# NS Legacy 165W Review



## coffeenirvana (Dec 21, 2008)

Thanks for the review, what you describe is very similiar to the experience I had a few weeks ago when I took my Legacy-R out. I really thought the RC was going to have a big learning curve but it seemed rather easy to pick-up (probably since it's only between your feet like you said). I'm hopping to take it out in some POW soon to see what the RC can really do. Interesting about the speed of the board, I put speed paste on mine before taking it out and figured that was why it was so damn quick. Sounds like the simple wax will do just fine.


----------



## Guest (Feb 1, 2009)

Yeah.. . . I used some One ball jay viper wax on it and i flew. i was passing everybody on the cat tracks. I love the board.


----------



## $ickZ06 (Jan 11, 2009)

How do you like the 390s paired with the board? I was thinking about getting them but I have read that they are more freestyle oriented and the Legacy isn't made for that. I was also considering Union Force SL's. I have the same board (Legacy-R 166). Do you have a pic of the bindings on the board?


----------



## Guest (Feb 3, 2009)

*390's. . . . .*

yeah i had the same thought about putting the freestyle bindings on a free ride board. But to be honest i loved them. they had great feel but also gave me the stiffness that e prefure when riding the all mountain boards. Not at this time but i can get some if you'd like.


----------



## $ickZ06 (Jan 11, 2009)

What color did you go with? I'm wondering how they look on the board. If its not too much trouble then snap a pic or two, but if you can't then that's cool too.


----------



## Guest (Feb 3, 2009)

*Sweet*

this is like a God send.i was so thinking of buying a NS legacy, and Rome 390's or Targas, this is like a sign, im gonna do it.thanks for the review man, it was like at a perfict time.


----------



## Guest (Feb 4, 2009)

*Picture. . . . .*

I just realized i don't have my camera with me today but i will have it tomorrow so i'll post some picts than. I put the teal bindings on it. To be honest the don't match but i got the bindings at a good price.


----------



## $ickZ06 (Jan 11, 2009)

That's cool man. Don't worry about it, enjoy your setup, i'm sure its nice.


----------



## Guest (Feb 7, 2009)

*Sorry. . . . .*

I don't know what i was thinking when i said it was a 165. . .it's a 166 DUH!!!


----------



## allannn (Feb 17, 2009)

i picked one up this season(legacy-r) and am in love, LOVE with it.

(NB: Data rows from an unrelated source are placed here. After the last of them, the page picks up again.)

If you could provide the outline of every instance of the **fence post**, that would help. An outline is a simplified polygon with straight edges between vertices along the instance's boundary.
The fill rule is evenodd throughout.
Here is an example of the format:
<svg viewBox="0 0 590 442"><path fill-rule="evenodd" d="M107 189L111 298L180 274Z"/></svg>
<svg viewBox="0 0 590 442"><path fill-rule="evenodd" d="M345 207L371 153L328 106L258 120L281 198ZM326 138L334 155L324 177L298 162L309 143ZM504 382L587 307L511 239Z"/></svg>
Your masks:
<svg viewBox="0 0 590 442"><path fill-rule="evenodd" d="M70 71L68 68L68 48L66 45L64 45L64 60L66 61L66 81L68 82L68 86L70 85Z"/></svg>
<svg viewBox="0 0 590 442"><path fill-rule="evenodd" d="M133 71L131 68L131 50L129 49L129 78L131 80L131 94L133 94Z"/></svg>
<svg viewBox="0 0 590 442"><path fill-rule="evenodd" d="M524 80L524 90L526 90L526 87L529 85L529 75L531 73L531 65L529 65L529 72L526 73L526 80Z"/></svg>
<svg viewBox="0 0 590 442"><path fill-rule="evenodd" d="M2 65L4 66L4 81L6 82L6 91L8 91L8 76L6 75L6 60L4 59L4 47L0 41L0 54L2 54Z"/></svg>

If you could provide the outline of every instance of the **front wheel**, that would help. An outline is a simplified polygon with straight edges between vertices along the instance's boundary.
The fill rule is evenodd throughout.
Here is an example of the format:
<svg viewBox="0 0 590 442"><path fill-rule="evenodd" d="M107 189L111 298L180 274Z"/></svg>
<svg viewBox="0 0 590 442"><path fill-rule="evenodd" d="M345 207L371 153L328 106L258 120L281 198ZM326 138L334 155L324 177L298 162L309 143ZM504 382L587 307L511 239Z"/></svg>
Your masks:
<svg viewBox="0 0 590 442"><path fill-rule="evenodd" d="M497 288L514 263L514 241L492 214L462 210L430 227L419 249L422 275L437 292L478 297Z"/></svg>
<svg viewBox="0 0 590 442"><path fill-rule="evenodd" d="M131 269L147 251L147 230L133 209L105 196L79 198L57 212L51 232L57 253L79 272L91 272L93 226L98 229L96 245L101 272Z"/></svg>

i am 6'5" 190 lbs and got a 166 for my pow board(normally ride a 161). I ride this thing with a centered stance and it has never ever caught the nose in pow. this board rocks. flys through crud, handles great in the steep and deep. it pretty much has become my new all mountain board instead of just my pow board. its poppy as hell for a 166 id say. can butter and spin this thing around no problem. im coming off a bataleon jam and i thought that was the most fun board i had ever ridden. the legacy-r proved me wrong. thinking of picking up a 161 in it also, but will prob just wait for next years. oh and another thing, the base is tough as nails. quality manufacturing from NS.


----------



## longboard16 (Dec 4, 2008)

Ditto on what a great board it is. I got Legacy R166 last week and the switch from my old Burton Canyon 168 was much easier than I thought it would be. The turns seem much easier to initiate, it has much more pop. I was mostly on powder as Mt. Hood got dump on last week. Although I still need more practice, riding switch was easier. Not sure if that was the board or my setup which is centered compared to the Canyon where it was set back. The Canyon will become my rock board.

All and all I'm glad I got the board. It seemed like it was selling out where ever it was going on sale.Will be trying out the board again tomorrow and Saturday.


----------